W meczu sparingowym GieKSa okazała się lepsza od „górali”. Fot. tspodbeskidzie.pl


Nie podbudowali morale

Lepiej niż w meczu ligowym, ale wciąż bez błysku zaprezentowało się Podbeskidzie w sparingu z GKS-em Katowice. Goście wygrali po golu Aleksandra Komora.

 

Piątkowy mecz rozpoczął się od akcji bielszczan zakończonej niecelnym strzałem testowanego Miroslava Ilicicia. Odpowiedź gości była natychmiastowa i Kacpra Krzepisza pokonał Jakub Arak, który wykorzystał prostopadłe podanie ze środka pola. Sędzia dopatrzył się jednak spalonego i gola nie uznał.

 

Zdecydowało jedno trafienie

W kolejnych minutach przewagę na boisku mieli gospodarze, na co wpływ mogły mieć trudy krótkiego obozu, jaki zespół GKS zorganizował w Ustroniu. W pierwszej części sparingu umiejętności młodego Patryka Szczuka sprawdzali m.in. Maksymilian Banaszewski czy Mateusz Ziółkowski, ale dwie najlepsze okazje na objęcie prowadzenia Podbeskidzie zmarnowało w ostatnim kwadransie. Najpierw w 30 minucie prostopadłą piłkę od Piotra Tomasika otrzymał Maksymilian Sitek, który dograł ją do Ilicicia. Strzał chorwackiego napastnika został zablokowany, a piłkę po dobitce Ziółkowskiego wypiąstkował bramkarz GieKSy. Na dwie minuty przed przerwą dobrze zapowiadającą się kontrę nieprzepisowo zatrzymał obrońca gości, a po chwili mocne uderzenie Marcela Misztala obronił Szczuka. Jeszcze przed przerwą szybko rozegrany stały fragment zakończyło uderzenie Sitka zablokowane przez obrońców GKS-u.
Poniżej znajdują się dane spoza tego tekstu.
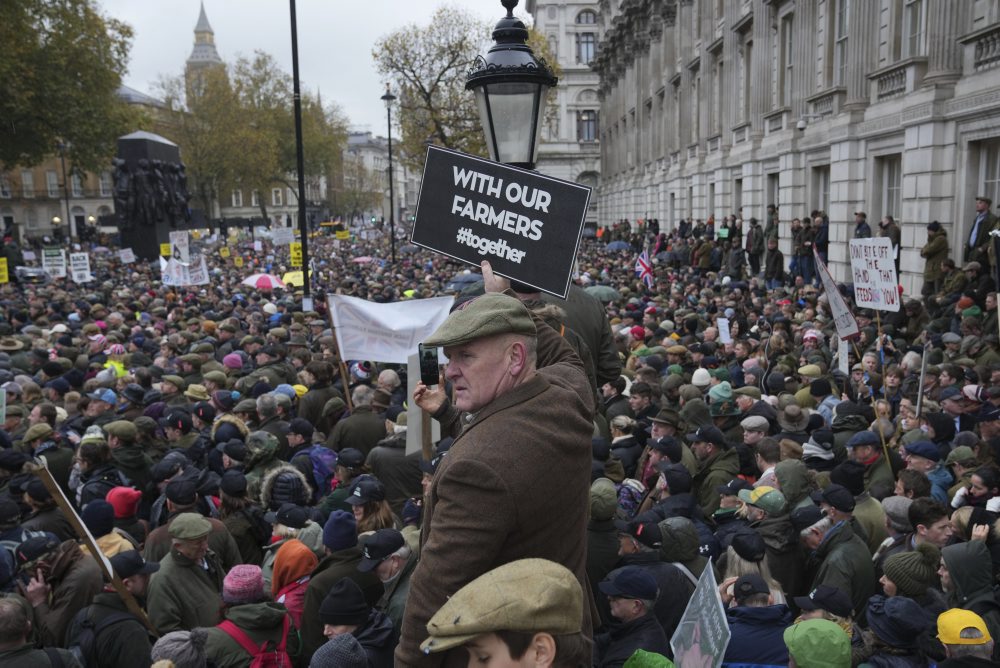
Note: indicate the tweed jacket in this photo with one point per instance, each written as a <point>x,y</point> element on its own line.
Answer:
<point>515,484</point>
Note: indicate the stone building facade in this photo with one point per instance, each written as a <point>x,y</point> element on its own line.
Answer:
<point>883,106</point>
<point>570,148</point>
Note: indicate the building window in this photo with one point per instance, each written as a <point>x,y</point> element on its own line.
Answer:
<point>586,46</point>
<point>914,27</point>
<point>27,184</point>
<point>718,93</point>
<point>840,43</point>
<point>105,184</point>
<point>888,172</point>
<point>989,170</point>
<point>821,188</point>
<point>52,184</point>
<point>586,125</point>
<point>785,64</point>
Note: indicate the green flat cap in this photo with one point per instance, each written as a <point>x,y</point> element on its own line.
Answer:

Po zmianie stron przed szansą stanął Jan Hlavica, który po rzucie rożnym uderzył nad poprzeczką. Goście odpowiedzieli kolejną okazją Araka, który po dośrodkowaniu z lewej strony boiska zdecydował się na strzał z woleja, ale piłkę po koźle pewnie złapał Krzepisz. Jedyny gol w sparingu padł w 66 minucie. Z narożnika boiska w pole karne dośrodkował Shun Shibata, a Aleksander Komor bez problemów uwolnił się spod krycia o głowę niższego Michała Stempniewicza i precyzyjnym strzałem głową nie dał żadnych szans na skuteczną interwencję Krystianowi Wieczorkowi. Podrażniony zespół gospodarzy ruszył do odrabiania strat i wydawało się, że dopnie swego. Przed świetną okazję na doprowadzenie do remisu w 76 minucie stanęli dwaj młodzieżowcy. Najpierw walkę o piłkę wygrał Stempniewicz, ale piłkę po jego strzale obronił bramkarz katowiczan, a dobitka Radosława Zająca została zablokowana przez Komora.


Sprawdzali napastnika

W piątkowym sparingu zabrakło chorego Lionela Abate, co sztab szkoleniowy Podbeskidzia wykorzystał, sprawdzając Miroslava Ilicicia. 26-letni napastnik jest bez klubu po tym jak rozstał się z FC Botosani. Chorwat tym sezonie w rumuńskiej ekstraklasie rozegrał 14 spotkań i strzelił jednego gola, wcześniej występował klubach słoweńskich i chorwackich. Mierzący blisko 190 centymetrów zawodnik nie jest typem snajpera - w swoim najlepszym sezonie 2020/21 w barwach Slavena Belupo zdobył raptem pięć bramek w 22 występach na szczeblu chorwackiej ekstraklasy. Po meczu krótki obóz w Ustroniu i sparing w Bielsku-Białej podsumował Mateusz Mak.- Bardzo ten czas nam się przydał. Pracowaliśmy mocno, zwłaszcza zawodnicy, którzy mniej grali, mieliśmy jednostki wyrównawcze. Wygraliśmy sparing na koniec obozu i to jest budujące, że podtrzymujemy dobrą dyspozycję. Z tego obozu mamy sporo analizy na najbliższe dni. Te trzy dni dadzą nam dużo „paliwa” do końca sezonu – podsumował wszystko doświadczony zawodnik.

gru

 

Podbeskidzie Bielsko-Biała - GKS Katowice 0:1 (0:0)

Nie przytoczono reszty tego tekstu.